Pole Talk

FTLComm - Tisdale - January 24, 2002
These three sentinels standing along the CN line in downtown Tisdale are among the few telegraph poles around.

When the railroad companies built their network of railways across the Canadian prairies along side every line they constructed their very own communications system. To make the railroads run and serve their customers flung out across the endless reaches of the country both CNR and CPR has a complete telecommunications system that was in place long before the telephone came into use.

Each community had a railway agent and the prerequisite for a job "down at the station" was to be able to key. Prospective agents would buy a telegraph key, an elaborate contraption that allowed the operator to whiz off a series of dots and dashes with a left and right motion on a fluttering key that could transmit Morse code over a single bare wire. We traditionally see pictures of a Morse code key as a horizontal button sort of thing on a little block of wood that an operator could tap on. Certainly at first, Morse code keys of that type were used ,but far more sophisticated and articulate left and right versions were what professionals bought for themselves to do the job.

Once a person achieved a level of proficiency he could apply for a job with the railway but part of the employment process was a test to see that his Morse proficiency was acceptable for the rigours of the job.

The telegraph system was the chat line for railway operators along a line. They talked to one another, passed on information and of course reported the movement of trains and requested cars or car pick up notices. Every railway station was hushed when the sounder began its rat-a-ta-tat and the agent would cock his head as he interpreted the message. When it was for him he acknowledged he was there and would scribble out the message on a note pad, when it was a message for someone he would go to his trusty Underwood typing machine and put in an official looking printed piece of paper and transcribe his notes from the note pad to the typed page for the customer who was about to get a telegram.
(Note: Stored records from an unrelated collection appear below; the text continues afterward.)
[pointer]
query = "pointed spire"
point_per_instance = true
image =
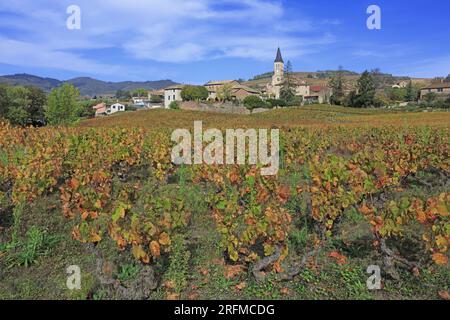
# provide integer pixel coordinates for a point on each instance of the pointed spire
(279, 58)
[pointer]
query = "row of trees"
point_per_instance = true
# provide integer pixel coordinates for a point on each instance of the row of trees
(371, 91)
(25, 106)
(22, 105)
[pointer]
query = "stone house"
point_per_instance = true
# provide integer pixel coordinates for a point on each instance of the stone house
(440, 89)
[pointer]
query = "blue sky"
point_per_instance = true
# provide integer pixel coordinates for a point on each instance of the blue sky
(194, 41)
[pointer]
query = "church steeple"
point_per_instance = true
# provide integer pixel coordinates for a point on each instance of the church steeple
(279, 58)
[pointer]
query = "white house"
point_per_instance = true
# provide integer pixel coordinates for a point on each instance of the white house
(117, 107)
(171, 94)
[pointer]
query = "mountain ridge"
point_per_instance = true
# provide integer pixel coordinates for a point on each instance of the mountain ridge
(88, 86)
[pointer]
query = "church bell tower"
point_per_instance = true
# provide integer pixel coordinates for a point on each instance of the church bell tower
(277, 79)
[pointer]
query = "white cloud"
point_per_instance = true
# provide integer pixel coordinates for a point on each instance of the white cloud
(175, 31)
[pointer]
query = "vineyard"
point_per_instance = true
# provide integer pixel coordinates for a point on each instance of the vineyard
(355, 189)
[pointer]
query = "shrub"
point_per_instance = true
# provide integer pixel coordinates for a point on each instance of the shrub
(155, 99)
(276, 103)
(253, 102)
(62, 107)
(174, 105)
(194, 93)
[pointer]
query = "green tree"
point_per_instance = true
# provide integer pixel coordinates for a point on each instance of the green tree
(38, 100)
(430, 99)
(174, 105)
(225, 92)
(17, 116)
(194, 93)
(287, 94)
(337, 84)
(288, 74)
(411, 93)
(366, 90)
(155, 99)
(4, 100)
(122, 94)
(62, 106)
(19, 102)
(253, 102)
(139, 93)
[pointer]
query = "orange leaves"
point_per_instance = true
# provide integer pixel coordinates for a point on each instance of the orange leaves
(444, 295)
(339, 258)
(155, 249)
(440, 258)
(74, 184)
(140, 254)
(283, 193)
(233, 271)
(164, 239)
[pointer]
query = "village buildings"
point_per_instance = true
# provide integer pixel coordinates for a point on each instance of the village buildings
(238, 91)
(442, 90)
(102, 109)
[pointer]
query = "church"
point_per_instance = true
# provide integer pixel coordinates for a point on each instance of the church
(309, 93)
(274, 88)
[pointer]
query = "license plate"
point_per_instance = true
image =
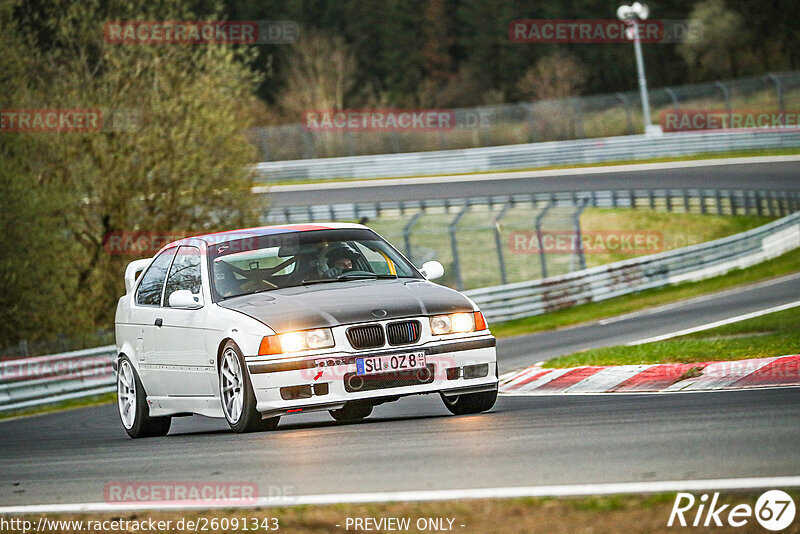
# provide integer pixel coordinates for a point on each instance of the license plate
(386, 364)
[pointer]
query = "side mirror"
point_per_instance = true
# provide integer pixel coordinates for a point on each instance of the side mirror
(432, 270)
(183, 298)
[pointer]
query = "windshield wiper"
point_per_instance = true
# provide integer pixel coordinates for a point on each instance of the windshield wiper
(347, 277)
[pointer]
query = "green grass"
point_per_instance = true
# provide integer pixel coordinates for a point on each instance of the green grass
(665, 159)
(94, 400)
(776, 334)
(783, 265)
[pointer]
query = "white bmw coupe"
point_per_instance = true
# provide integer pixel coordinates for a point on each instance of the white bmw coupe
(251, 325)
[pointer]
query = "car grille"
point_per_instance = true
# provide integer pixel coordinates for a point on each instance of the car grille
(395, 379)
(403, 333)
(366, 337)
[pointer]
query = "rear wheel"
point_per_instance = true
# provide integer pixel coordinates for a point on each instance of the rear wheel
(352, 411)
(132, 403)
(471, 402)
(237, 396)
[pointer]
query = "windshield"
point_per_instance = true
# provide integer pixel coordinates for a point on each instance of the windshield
(263, 263)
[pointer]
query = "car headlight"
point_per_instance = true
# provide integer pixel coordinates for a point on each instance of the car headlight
(457, 323)
(318, 338)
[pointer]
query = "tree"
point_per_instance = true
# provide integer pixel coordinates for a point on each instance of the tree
(183, 166)
(559, 75)
(715, 47)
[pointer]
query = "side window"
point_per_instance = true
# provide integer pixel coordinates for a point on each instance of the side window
(149, 291)
(185, 273)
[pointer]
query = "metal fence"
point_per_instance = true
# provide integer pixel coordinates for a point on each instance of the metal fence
(697, 262)
(509, 157)
(471, 236)
(30, 382)
(531, 122)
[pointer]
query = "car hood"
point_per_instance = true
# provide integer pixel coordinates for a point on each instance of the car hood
(335, 303)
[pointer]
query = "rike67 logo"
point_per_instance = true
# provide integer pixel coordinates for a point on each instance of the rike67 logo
(774, 510)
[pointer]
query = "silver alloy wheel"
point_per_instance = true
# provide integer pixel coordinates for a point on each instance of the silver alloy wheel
(232, 385)
(126, 394)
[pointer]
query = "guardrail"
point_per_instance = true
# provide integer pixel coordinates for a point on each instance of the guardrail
(30, 382)
(525, 299)
(509, 157)
(772, 203)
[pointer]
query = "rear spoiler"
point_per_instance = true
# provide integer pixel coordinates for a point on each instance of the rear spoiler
(134, 268)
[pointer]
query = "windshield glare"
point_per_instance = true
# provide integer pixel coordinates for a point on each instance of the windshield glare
(263, 263)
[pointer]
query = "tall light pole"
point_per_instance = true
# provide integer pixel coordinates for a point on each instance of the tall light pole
(632, 15)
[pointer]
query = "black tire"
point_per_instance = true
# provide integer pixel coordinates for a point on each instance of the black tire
(250, 419)
(471, 402)
(352, 411)
(144, 426)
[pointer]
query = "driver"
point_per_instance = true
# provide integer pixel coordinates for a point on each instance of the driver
(340, 260)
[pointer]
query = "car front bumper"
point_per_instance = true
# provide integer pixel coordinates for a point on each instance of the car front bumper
(326, 382)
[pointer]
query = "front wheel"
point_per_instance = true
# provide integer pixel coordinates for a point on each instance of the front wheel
(132, 403)
(237, 396)
(471, 402)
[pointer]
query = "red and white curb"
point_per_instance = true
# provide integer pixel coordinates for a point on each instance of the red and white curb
(669, 377)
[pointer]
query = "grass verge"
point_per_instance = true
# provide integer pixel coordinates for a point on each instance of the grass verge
(776, 334)
(598, 514)
(786, 264)
(94, 400)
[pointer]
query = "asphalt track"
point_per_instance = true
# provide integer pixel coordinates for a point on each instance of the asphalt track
(414, 444)
(784, 175)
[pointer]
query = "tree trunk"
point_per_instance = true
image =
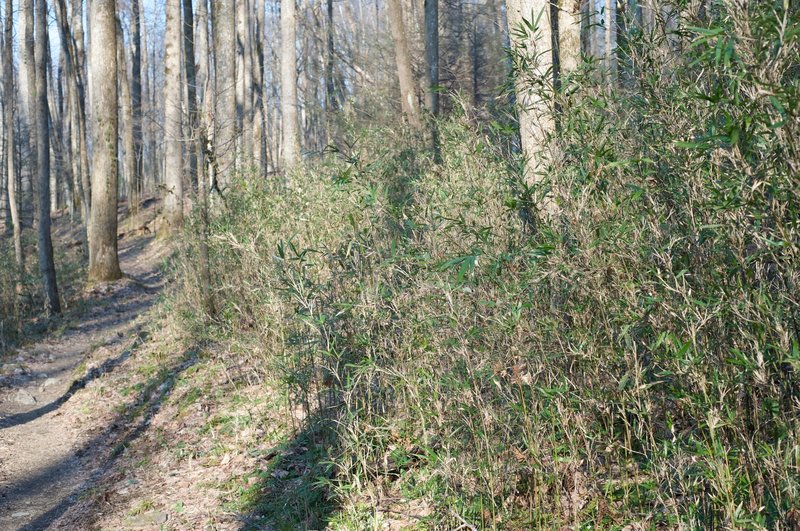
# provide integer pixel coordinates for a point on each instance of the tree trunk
(191, 89)
(103, 258)
(46, 264)
(408, 93)
(126, 112)
(134, 194)
(259, 122)
(29, 93)
(173, 177)
(224, 92)
(8, 121)
(432, 55)
(533, 63)
(569, 35)
(291, 139)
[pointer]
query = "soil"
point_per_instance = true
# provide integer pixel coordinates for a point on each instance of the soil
(51, 446)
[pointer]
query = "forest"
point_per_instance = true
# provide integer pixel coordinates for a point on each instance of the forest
(400, 264)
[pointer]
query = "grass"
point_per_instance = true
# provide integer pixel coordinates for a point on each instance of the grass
(445, 355)
(630, 362)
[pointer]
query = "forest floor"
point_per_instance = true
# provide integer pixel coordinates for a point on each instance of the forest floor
(55, 437)
(112, 418)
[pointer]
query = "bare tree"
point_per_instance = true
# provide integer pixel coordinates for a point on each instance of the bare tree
(103, 257)
(194, 147)
(8, 123)
(432, 55)
(46, 263)
(533, 79)
(173, 90)
(224, 26)
(408, 93)
(291, 138)
(135, 180)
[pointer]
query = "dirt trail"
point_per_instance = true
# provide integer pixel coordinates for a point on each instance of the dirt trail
(48, 451)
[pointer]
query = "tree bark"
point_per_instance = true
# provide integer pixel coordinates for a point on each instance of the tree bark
(533, 79)
(432, 55)
(224, 92)
(103, 257)
(46, 264)
(405, 75)
(134, 194)
(291, 139)
(8, 121)
(569, 35)
(193, 144)
(173, 177)
(126, 112)
(29, 93)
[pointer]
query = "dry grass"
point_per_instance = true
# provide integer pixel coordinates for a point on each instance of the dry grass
(631, 363)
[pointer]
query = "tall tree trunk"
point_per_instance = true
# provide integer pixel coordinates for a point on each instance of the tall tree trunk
(331, 101)
(46, 263)
(432, 55)
(259, 122)
(203, 85)
(76, 84)
(173, 177)
(103, 257)
(408, 93)
(244, 73)
(134, 194)
(29, 93)
(533, 71)
(225, 91)
(569, 35)
(291, 138)
(126, 113)
(193, 143)
(11, 173)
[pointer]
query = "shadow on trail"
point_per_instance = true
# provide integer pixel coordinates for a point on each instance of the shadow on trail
(120, 433)
(92, 374)
(294, 490)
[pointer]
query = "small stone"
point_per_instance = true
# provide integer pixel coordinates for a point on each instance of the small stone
(25, 398)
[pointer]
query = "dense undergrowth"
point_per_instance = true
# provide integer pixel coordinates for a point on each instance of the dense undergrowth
(632, 359)
(21, 313)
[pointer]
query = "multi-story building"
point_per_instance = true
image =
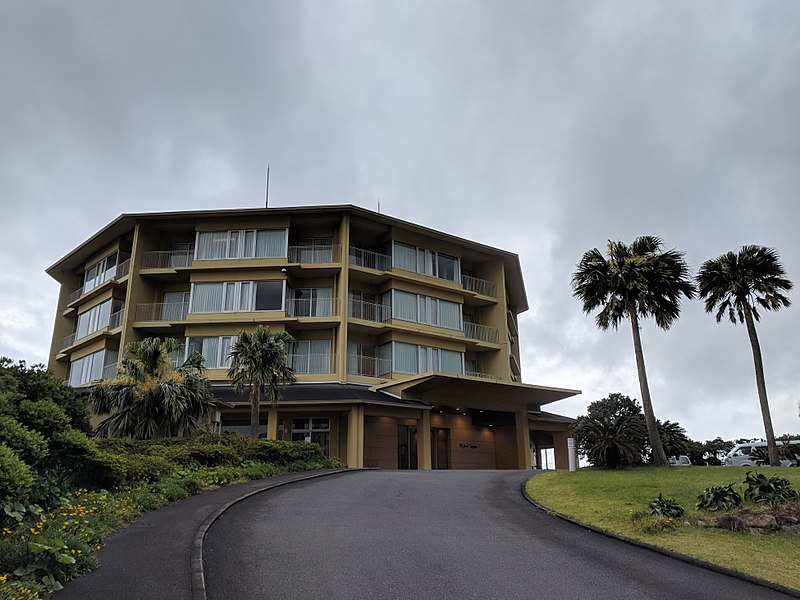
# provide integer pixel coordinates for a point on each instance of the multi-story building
(406, 343)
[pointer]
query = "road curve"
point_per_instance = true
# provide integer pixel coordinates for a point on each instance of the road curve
(433, 534)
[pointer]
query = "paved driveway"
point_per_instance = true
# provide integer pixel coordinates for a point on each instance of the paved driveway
(437, 534)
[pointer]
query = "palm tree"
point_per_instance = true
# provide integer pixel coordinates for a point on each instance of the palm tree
(150, 398)
(640, 280)
(736, 284)
(258, 361)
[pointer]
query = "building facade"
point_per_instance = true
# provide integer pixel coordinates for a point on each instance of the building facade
(406, 345)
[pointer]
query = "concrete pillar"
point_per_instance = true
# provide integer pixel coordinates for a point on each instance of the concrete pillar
(272, 424)
(523, 440)
(424, 441)
(355, 437)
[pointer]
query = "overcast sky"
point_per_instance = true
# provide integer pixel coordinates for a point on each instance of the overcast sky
(544, 128)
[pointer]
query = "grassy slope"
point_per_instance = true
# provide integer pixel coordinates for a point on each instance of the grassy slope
(607, 499)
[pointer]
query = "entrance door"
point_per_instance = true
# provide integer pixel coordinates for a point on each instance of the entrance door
(406, 447)
(440, 448)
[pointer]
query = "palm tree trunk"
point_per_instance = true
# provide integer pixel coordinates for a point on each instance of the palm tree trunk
(659, 457)
(255, 402)
(761, 384)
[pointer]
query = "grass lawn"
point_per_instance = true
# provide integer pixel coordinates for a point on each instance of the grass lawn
(607, 499)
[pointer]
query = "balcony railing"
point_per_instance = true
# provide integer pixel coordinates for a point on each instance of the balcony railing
(483, 333)
(368, 366)
(117, 272)
(479, 286)
(312, 307)
(314, 254)
(370, 311)
(167, 259)
(311, 364)
(369, 259)
(162, 311)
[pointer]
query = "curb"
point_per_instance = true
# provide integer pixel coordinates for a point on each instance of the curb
(196, 557)
(681, 557)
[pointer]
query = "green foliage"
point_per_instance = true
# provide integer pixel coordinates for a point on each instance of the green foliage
(30, 445)
(665, 507)
(16, 478)
(770, 490)
(719, 497)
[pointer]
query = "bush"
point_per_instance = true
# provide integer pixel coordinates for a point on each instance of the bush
(718, 497)
(44, 416)
(30, 445)
(16, 478)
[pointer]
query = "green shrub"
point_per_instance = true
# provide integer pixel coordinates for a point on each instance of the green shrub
(44, 416)
(665, 507)
(30, 445)
(16, 478)
(719, 497)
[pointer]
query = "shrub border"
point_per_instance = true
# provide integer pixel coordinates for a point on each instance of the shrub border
(681, 557)
(196, 556)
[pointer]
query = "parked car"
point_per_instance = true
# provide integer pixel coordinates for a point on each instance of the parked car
(753, 454)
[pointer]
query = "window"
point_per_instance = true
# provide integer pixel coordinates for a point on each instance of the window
(310, 356)
(315, 430)
(241, 243)
(93, 367)
(237, 296)
(427, 262)
(215, 350)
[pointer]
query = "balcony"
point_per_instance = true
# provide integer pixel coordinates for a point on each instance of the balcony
(167, 259)
(369, 311)
(479, 286)
(315, 254)
(369, 259)
(312, 307)
(482, 333)
(368, 366)
(162, 311)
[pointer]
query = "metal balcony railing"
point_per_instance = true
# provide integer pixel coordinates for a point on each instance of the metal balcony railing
(162, 311)
(370, 311)
(479, 286)
(167, 259)
(483, 333)
(369, 259)
(368, 366)
(312, 307)
(315, 254)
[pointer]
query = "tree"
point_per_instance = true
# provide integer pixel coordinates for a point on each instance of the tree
(612, 433)
(640, 280)
(258, 362)
(149, 398)
(736, 284)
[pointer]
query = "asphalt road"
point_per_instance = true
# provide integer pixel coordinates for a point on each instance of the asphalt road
(433, 534)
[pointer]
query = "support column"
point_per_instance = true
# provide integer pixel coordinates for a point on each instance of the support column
(424, 441)
(355, 437)
(272, 423)
(523, 440)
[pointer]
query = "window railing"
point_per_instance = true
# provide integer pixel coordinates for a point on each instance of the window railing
(369, 259)
(311, 364)
(479, 286)
(483, 333)
(167, 259)
(162, 311)
(368, 366)
(370, 311)
(312, 307)
(314, 254)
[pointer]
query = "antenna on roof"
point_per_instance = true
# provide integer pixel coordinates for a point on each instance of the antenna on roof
(266, 193)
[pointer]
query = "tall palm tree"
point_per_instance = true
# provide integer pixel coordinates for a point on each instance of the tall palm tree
(258, 361)
(150, 398)
(736, 284)
(640, 280)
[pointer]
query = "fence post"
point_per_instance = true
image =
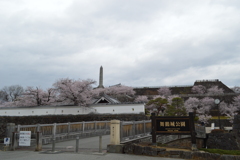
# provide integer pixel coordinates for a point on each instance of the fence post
(69, 129)
(154, 137)
(14, 141)
(193, 133)
(133, 129)
(115, 132)
(38, 141)
(95, 126)
(38, 127)
(121, 131)
(100, 144)
(10, 129)
(77, 144)
(54, 136)
(144, 128)
(83, 126)
(19, 127)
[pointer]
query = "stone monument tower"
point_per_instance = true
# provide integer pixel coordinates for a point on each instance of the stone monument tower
(101, 78)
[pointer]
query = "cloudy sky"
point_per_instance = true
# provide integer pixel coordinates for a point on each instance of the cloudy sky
(138, 42)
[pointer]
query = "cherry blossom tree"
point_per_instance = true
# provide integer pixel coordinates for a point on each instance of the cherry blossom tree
(78, 92)
(11, 93)
(236, 89)
(201, 107)
(192, 104)
(119, 90)
(199, 89)
(215, 90)
(164, 91)
(176, 108)
(236, 102)
(157, 105)
(229, 110)
(36, 97)
(141, 99)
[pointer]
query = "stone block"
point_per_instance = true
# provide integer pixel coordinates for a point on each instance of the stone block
(138, 150)
(186, 155)
(128, 149)
(111, 148)
(163, 154)
(227, 157)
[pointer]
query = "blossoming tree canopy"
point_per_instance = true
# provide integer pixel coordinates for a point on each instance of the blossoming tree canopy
(164, 91)
(156, 105)
(78, 92)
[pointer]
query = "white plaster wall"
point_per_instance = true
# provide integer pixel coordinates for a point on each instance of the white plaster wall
(73, 110)
(50, 110)
(119, 109)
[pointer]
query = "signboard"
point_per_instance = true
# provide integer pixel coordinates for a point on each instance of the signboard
(173, 125)
(24, 138)
(7, 141)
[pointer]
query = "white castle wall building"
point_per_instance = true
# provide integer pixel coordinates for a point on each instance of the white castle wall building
(73, 110)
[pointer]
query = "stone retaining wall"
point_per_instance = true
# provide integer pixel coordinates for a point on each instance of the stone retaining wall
(162, 152)
(225, 141)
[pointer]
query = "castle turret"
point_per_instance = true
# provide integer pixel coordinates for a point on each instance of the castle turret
(101, 78)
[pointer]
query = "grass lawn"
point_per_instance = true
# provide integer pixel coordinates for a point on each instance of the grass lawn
(221, 117)
(220, 151)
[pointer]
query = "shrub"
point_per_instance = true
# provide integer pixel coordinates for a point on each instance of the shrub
(217, 131)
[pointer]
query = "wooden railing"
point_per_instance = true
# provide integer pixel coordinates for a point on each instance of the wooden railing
(134, 130)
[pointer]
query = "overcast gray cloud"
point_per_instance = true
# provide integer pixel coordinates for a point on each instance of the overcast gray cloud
(138, 42)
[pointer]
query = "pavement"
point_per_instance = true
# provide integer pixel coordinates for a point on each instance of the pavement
(88, 150)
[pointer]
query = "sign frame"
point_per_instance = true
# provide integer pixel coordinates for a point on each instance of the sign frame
(159, 124)
(25, 138)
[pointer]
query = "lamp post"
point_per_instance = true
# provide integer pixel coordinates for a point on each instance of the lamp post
(217, 101)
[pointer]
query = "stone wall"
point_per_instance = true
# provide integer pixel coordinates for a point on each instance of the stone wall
(162, 152)
(185, 143)
(225, 141)
(28, 120)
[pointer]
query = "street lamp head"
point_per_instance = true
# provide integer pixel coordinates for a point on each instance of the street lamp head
(217, 101)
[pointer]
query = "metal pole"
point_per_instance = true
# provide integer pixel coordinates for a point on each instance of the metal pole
(77, 144)
(219, 121)
(100, 144)
(53, 144)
In the 1950s both rail companies began running voice on that same network of lines and every so often there were "linemen" who road in sleek abbreviated motorcars would patrol the telegraph lines and sometimes add new lines. The telegraph lines were made of simple uninsulated steel wire and most lines had a whole collection of lines on double cross bars every sixty to eight feet (pole length). The most intense system and line was along CP's mainline as you would come into Regina on the old number one highway past poles which must have had five to six cross bars holding up tons of steel wire.

Realising how valuable communications was CN and CP began combining their system in the late sixties as telex began to be the means of business communication allowing typed messages to be transferred from point to point at the speed of light, albeit related to the speed of type. News services like Reuters, Canadian Press and others had dedicated lines that they rented from CNCP to provide online news while weather and stock markets also utilized this "modern" form of communications.

In the mid 80s telegraph's day was done, most of the railway stations were closed and the railways had other means of tracking their trains with radio systems in each locomotive. But CNCP had by then developed this vast telecommunications network now mostly moved from their along the railway lines to microwave repeaters. Ten years before SaskTel was offering the Internet to Saskatchewan people CNCP had their INET 2000 system running and I was a customer. With my little 300baud modem and my trusty Apple //e I could sit in my office in Regina (I was in grad school then) and chat or sent e-mail with my wife and sons in Watson Lake Yukon as they sat at the Apple ][+ (clone) with its 300baud modem. I think that service cost us $29 a month at the time.

Though no browsers were available we did have access to CompuServe and other developing online systems. The Internet was already in place and function for academics but for the rest of us this was the only online system at the time.

Just to bring you up to date, that extensive telecommunications system that used to be the telegraph poles along the railway tracks and owned by the railroads, that evolved into a modern data network is alive and well today, owned and operated by Sprint Canada.

The other day driving along the CN main line between Leross and Kelliher I noticed the poles in the ditch, the old telegraph poles have been taken down and are lying derelict in the ditch.

When rural telephone companies first began on the prairies they put in little cedar poles along the road allowances carrying telephone lines (single strand steel wires) to farms and villages using a primitive manually switched system. Then in the 1950 to get electrical power to the vast open country of Saskatchewan SaskPower was established and rural electrification took place. Farmers paid heavily for a line to be run to their farm yard and though the CCF was proud of the accomplishment the real cost of the project was born by the people who lived out their on the farms.

Today the telegraph lines have disappeared, all telephone lines are underground and in some parts of the province even the electrical power lines are buried but SaskPower gave up on that project saying it was to expensive.